STRANGE ACTIONS FOR VIONA

They returned home quietly and without attracting undue attention. Here and there a passerby immediately recog­nized them, wondered perhaps at their travel-stained appearance, but did not ask questions. Since the Amazon and Abna represented Earth and the Sys­tem’s center of government, no inter­rogation of them could be countenanced.

So they came back to that strange house in outer London—the great residence with the photoelectric pillars down the driveway and the curious aerials and scientific detectors on the roof.

The door opened before their combined thought-waves and then relocked itself as they passed into the lounge from the hall.

The Amazon spoke first.

“Throughout my career home has never meant anything much,” she confessed, “but this time it is different. There is something wonderful about returning to it after twice thinking we’d never see it again. And it is all owing to you, Abna. I’m not a very grateful person as a rule, but this time I do thank you for all you’ve done from the bottom of my heart:”

“Nothing at all,” Abna grinned. “Blame it all onto our erring daughter here. She thought of it.”

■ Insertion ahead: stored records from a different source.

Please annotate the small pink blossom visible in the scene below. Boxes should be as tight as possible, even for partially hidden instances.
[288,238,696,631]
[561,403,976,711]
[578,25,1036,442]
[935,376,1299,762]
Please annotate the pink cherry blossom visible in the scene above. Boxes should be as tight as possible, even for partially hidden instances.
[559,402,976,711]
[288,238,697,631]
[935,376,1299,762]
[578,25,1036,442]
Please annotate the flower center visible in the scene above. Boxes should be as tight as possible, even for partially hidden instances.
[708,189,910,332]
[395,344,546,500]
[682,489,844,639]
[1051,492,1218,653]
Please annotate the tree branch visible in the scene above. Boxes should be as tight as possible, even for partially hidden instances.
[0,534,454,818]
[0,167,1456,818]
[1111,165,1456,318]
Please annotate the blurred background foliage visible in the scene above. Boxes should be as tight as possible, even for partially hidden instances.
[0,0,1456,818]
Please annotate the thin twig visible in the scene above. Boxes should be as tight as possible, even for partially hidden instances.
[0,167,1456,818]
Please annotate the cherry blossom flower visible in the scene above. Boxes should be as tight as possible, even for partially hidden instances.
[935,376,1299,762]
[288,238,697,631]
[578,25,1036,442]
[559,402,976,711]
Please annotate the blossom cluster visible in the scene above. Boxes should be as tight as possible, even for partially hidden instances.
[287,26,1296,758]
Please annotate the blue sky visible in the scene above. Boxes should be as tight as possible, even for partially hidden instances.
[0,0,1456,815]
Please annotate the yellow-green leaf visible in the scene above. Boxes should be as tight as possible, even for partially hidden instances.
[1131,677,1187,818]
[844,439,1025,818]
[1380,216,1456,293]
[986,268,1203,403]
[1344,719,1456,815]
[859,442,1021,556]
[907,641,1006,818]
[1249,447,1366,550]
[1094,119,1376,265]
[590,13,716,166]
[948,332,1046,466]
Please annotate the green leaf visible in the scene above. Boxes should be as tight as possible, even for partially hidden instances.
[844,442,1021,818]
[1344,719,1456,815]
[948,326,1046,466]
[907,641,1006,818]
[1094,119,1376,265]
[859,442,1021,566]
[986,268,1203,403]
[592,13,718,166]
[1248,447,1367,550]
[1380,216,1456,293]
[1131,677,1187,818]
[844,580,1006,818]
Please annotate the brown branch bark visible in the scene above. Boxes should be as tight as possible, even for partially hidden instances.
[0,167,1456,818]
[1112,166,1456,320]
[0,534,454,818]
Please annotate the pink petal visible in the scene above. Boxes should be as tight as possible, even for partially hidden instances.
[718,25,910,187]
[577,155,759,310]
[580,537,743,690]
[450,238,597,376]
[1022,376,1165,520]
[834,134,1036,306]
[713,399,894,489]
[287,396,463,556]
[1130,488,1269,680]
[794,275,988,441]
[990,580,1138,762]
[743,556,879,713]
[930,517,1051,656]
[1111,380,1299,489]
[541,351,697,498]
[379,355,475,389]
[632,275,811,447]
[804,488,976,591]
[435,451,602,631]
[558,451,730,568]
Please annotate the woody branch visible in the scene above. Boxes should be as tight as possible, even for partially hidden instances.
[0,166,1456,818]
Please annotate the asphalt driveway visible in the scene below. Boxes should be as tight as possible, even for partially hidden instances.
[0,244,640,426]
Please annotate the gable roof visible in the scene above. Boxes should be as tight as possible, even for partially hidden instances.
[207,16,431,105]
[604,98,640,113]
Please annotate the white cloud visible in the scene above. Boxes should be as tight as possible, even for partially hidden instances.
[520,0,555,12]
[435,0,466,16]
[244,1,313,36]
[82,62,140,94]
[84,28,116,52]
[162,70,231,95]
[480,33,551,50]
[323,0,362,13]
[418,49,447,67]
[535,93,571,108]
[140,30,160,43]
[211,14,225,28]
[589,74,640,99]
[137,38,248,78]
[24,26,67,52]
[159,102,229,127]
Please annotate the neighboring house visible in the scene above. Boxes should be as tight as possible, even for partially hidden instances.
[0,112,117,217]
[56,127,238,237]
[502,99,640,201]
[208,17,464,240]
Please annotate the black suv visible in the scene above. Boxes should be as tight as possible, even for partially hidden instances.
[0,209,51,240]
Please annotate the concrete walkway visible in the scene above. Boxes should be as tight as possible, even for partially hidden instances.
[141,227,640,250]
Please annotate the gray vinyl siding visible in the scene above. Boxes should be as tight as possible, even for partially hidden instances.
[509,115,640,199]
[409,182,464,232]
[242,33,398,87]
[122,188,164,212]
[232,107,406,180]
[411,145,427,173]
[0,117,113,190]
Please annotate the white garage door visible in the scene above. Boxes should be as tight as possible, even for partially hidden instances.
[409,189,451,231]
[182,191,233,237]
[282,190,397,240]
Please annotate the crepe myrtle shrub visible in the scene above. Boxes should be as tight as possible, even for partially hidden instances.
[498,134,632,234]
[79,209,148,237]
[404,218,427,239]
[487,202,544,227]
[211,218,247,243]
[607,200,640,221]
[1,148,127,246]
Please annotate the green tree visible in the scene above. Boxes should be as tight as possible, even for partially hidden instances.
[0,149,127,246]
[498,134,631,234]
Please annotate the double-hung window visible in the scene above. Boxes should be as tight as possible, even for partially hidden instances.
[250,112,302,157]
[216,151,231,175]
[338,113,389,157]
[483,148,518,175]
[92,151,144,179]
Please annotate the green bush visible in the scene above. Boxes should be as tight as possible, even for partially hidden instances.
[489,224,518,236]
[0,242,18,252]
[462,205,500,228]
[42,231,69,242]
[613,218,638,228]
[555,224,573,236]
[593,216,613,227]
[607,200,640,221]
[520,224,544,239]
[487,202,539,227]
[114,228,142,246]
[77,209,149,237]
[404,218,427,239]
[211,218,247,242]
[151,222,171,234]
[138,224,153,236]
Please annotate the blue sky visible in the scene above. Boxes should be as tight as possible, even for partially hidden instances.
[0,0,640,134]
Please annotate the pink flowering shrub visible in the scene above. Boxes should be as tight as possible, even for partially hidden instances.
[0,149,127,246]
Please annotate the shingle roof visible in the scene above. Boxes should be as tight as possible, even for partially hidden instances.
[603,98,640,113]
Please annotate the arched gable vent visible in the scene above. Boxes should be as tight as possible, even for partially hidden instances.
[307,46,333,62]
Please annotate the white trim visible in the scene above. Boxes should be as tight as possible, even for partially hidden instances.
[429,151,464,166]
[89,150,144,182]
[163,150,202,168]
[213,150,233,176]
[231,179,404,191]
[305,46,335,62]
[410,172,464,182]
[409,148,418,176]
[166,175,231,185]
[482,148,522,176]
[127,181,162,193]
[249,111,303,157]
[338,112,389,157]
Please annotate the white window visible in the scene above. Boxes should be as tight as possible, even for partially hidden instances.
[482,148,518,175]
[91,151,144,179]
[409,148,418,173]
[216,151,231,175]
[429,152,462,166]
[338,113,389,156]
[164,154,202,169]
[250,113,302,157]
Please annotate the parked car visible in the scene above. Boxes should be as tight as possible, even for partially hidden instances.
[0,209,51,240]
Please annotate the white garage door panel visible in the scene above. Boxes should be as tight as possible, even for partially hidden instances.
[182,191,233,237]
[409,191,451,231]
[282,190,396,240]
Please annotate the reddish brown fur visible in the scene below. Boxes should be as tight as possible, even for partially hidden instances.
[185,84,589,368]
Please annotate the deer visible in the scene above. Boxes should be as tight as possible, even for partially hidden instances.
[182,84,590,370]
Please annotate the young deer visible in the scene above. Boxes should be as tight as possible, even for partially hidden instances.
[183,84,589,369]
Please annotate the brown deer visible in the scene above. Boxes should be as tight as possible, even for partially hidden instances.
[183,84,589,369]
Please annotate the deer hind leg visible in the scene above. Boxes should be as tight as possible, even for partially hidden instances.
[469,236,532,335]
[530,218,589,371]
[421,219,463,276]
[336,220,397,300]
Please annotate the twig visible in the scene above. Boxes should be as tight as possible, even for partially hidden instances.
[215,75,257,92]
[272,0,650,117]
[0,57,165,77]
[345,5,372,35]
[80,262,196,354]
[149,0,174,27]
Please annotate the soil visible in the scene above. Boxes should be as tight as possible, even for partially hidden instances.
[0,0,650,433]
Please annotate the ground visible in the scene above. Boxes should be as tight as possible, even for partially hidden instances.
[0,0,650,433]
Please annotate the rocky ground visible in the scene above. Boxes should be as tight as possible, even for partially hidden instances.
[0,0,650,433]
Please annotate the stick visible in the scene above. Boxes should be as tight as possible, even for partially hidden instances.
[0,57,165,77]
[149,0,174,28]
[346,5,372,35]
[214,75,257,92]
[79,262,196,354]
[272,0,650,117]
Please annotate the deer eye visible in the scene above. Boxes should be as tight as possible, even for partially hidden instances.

Viona did not answer. She was sprawled on the divan, her copper-colored hair tumbling about her shoulders, a far-away and curiously puzzled light in her blue eyes. She did not even appear to hear her father’s com­ment—until he directly addressed her.

“What’s the matter, Viona? Falling asleep?”

“Oh, no! Sorry!” She straight­ened up and gave her mother and father a queer glance. “Just some­thing I was thinking about.… Time we had a meal, isn’t it?”

She went over to the radio button, which would automatically set a meal into the process of preparation in the domestic regions. To the Amazon it was more than plain that Viona had thought of the meal as a means of preventing any more questions being directed at herself.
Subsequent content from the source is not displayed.